Healthy Christmas Recipes Help Raise Awareness - eftpos Giveback Campaign
26 November 2013 at 11:20 am
Diabetes Australia is calling on the public to submit healthy Christmas recipes as part of the eftpos Giveback campaign.
eftpos CEO Bruce Mansfield said during the eftpos Giveback Campaign, Diabetes Australia was asking people to submit healthy Christmas recipes to help raise awareness about the importance of healthy eating, particularly during the festive season.
Mansfield said Diabetes Australia judges were selecting the best healthy Christmas recipe each week, with two of those submissions each receiving a $1,000 exclusive dining experience during the Giveback program which closes at 11:59pm, December 24.
Information about the judges, criteria and the best recipes can be found at http://www.eftposgiveback.com.au/recipe
“This year’s Giveback campaign is helping to raise awareness about Diabetes and Skin Cancer – to of Australia’s most prevalent diseases,” Mansfield said.
“Healthy eating is very important part of the equation for Diabetes and we are hoping people will share some great Christmas recipes online.
“Australians can also support the Giveback campaign by simply pressing CHQ and SAV at the checkout when they do their shopping in the lead up to Christmas and help donate up to $2 million to Diabetes Australia and Cancer Council.”
This year’s eftpos Giveback campaign donation recipients were selected following a strong public vote in an online poll for disease prevention, management and medical research as the preferred cause to be supported.
Diabetes is the fastest growing chronic condition in Australia.

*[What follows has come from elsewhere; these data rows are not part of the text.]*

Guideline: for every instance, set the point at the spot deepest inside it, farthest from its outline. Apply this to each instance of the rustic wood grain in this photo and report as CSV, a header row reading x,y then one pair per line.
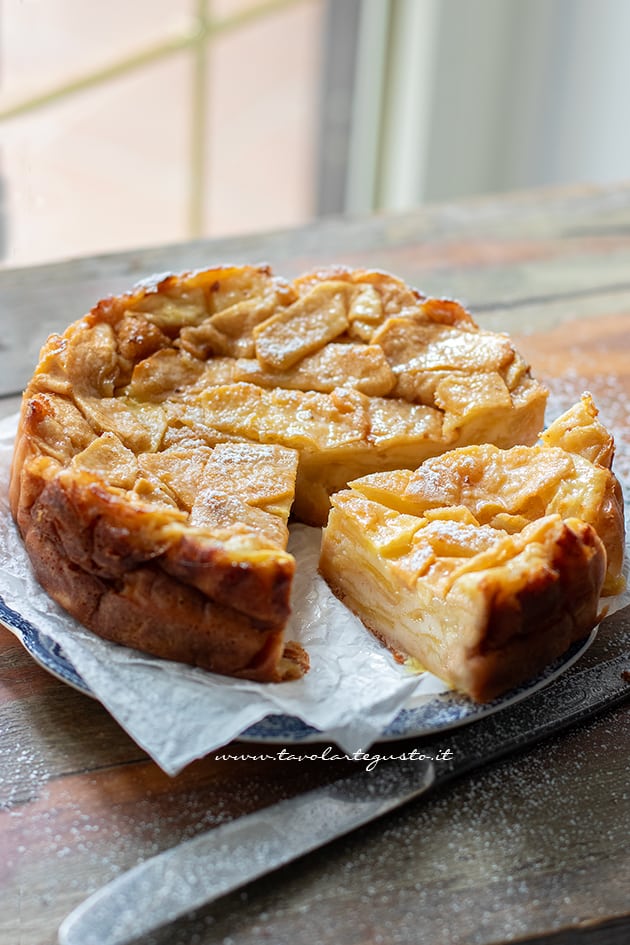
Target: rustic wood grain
x,y
533,849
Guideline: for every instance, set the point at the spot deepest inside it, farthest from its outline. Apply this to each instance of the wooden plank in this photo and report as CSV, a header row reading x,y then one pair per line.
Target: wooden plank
x,y
485,252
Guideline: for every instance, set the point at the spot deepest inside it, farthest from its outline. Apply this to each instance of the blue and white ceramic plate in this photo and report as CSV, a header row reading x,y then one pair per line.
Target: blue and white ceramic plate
x,y
433,714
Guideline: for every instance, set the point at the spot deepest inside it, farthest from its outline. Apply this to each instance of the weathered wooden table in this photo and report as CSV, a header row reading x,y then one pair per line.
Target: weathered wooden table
x,y
533,849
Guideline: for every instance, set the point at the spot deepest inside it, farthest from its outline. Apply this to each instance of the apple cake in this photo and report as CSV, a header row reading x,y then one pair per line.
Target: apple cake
x,y
483,565
166,436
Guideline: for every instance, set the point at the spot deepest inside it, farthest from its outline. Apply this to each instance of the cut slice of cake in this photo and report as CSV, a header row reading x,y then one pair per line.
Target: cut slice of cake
x,y
483,565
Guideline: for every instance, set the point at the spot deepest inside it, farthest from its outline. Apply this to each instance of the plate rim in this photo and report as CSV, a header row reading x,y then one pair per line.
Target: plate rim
x,y
52,658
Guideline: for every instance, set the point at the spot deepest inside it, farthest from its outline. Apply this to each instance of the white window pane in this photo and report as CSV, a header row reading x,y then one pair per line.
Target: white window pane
x,y
263,96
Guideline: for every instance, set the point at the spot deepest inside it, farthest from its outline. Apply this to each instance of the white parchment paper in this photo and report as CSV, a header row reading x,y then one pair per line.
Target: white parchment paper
x,y
177,713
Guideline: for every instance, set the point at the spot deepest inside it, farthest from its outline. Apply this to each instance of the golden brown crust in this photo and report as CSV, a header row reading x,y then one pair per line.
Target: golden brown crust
x,y
483,565
141,516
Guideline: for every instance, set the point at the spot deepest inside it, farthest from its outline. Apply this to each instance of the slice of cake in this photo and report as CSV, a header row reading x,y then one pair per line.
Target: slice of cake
x,y
483,565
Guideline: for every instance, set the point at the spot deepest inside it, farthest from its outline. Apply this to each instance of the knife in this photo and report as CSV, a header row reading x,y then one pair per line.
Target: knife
x,y
198,871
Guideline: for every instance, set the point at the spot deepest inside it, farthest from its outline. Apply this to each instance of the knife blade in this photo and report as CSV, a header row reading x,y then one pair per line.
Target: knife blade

More than 1.5 million Australians have diabetes, with 280 people developing diabetes every day.
Diabetes Australia CEO Professor Greg Johnson said more than 1.5 million Australians with diabetes and more than 2 million people with pre-diabetes will potentially benefit from this generous Giveback donation.
Cancer Council Australia is also getting active on social media for the eftpos Giveback campaign, calling on Australian parents and secondary school students to nominate their schools for a new shade program to help prevent skin cancer.